A blacksuit with a blonde ponytail and an orange beard said, This is private property.

Oh prop-erty! I forgot that’s all you care about!

Backwards! Came a call from within the cluster. More complaint than taunt.

What did you say?!

The leader’s lieutenant emerged then from the mass of blacksuits. His white hair was pulled back in a tight bun. He wore a bandoleer. The eye guard protruding from his helmet was tinted cobalt. A wire ran from his ear to a device clipped to his shoulder pad.

Backwards, backwards, backwards, he shouted. If you can resist hurling your own dung for a few moments, the leader has an announcement to make.

One of the bald savages swung his sling and loosed a bit of scrap metal. The shiny projectile ponged off the eye guard of the lieutenant and sent him tumbling. The surrounding blacksuits lifted the lieutenant and led him to the medical cloister.

We’ll fuckin’ gas you motherfucks! One of the blacksuits shouted as they applied re- lubricating drops amidst their retreat.

Then the loudspeakers crackled on. The claxons bayed. A voice buzzed through. Hear him. Hear him. Hear him.

The blacksuits lowered their guns, murmuring, and set off for the stage.

See? See what I mean? Scarface scoffed.

The baldies watched the blacksuits go.

On the stage, roughly 100 yards away, the leader entered to subdued applause. He looked like he had aged decades and now leaned on a white cane. His voice was papery and his speech short: Defeat. The progress was tremendous but not enough. Funding was depleted. The global community’s efforts could not sustain their great work. The building would need to continue internally. The journey would need to continue separately. They played no song as he tottered to a helicopter and disappeared. Scarface’s bald militia clanked their weapons and ululated, but the chieftain himself had disappeared.

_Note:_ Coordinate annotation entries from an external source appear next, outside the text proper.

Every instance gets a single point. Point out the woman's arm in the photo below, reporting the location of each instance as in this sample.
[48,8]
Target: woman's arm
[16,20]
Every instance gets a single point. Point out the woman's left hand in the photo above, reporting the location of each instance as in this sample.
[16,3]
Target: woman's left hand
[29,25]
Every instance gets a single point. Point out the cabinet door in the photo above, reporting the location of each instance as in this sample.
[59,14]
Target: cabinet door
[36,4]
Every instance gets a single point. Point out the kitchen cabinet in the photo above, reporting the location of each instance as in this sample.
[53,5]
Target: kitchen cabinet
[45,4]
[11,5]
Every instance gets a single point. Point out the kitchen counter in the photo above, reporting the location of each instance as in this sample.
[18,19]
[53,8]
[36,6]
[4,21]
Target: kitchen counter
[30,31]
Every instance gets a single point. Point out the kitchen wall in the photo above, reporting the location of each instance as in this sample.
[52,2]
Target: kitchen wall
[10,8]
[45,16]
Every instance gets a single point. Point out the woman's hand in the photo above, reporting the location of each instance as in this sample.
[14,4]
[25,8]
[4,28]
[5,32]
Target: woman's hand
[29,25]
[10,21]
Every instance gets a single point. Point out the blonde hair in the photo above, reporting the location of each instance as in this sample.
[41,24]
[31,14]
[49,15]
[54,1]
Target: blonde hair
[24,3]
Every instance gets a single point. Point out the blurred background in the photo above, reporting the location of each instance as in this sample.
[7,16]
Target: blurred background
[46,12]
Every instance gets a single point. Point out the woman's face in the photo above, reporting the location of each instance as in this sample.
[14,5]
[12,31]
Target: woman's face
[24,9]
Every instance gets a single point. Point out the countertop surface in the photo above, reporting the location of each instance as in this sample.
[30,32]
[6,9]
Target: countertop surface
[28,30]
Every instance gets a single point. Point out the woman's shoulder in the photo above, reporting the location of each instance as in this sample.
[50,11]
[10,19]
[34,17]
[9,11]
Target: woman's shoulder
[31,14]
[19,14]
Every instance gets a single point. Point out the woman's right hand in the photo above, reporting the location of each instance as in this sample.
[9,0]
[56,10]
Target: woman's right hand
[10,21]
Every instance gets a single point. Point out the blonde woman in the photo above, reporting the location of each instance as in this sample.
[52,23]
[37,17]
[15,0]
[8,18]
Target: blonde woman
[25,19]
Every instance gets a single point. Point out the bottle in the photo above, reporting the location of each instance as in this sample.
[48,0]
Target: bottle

For many days after, the baldies wondered if the leader’s admission of defeat and his helicopter withdrawal was all a ruse. A distraction to disrupt the truth. What if the blacksuits had managed to gas him? Who then might they gas next?

Meanwhile, the blacksuits hugged one another, sang a few sad songs while they packed, then boarded their busses and left. The same busses that brought us here. By sunset the compound was largely abandoned. I took the .22 out of my shirt and threw it into the creek.


I continued living there along with several other street people. The baldies stripped the buildings of metals and glass and swept away into the hills. At nights you could hear a faint hooting and small arms fire. We dozen or so who remained sustained ourselves off the food stores. We could not continue the work as the large equipment had been moved off and sold. We contented ourselves to walk the trails, swim, scatter. I carved Michael Joseph Rankin’s name on the underside of the bridge built that first day of work. I slept under it occasionally, tracing the letters. Gifts of deer shanks and baskets of morels would appear from time to time, and we would smile. I did what I had done for years before: survive.

I haven’t had the shakes for ages now. I see no demons, no wall-smeared secrets written by disembodied heads with crayons as tongue tips. I sleep and wake freely, eat and drink as needed, though this can be hard in the wild. Tracking is tough, but I can scavenge ok. I’m beyond the bounds of the baldies now, seeking abandoned hunting shacks, campsites with coin- operated showers, dumpsters of dive bars cradled in the boonies. I find myself drawn towards the cities. Their leavings are freer, their shelters pre-carved in metal and concrete. It was nice to be taken care of, but I think someday I’ll make my way back, now that I know, now that I’m clean.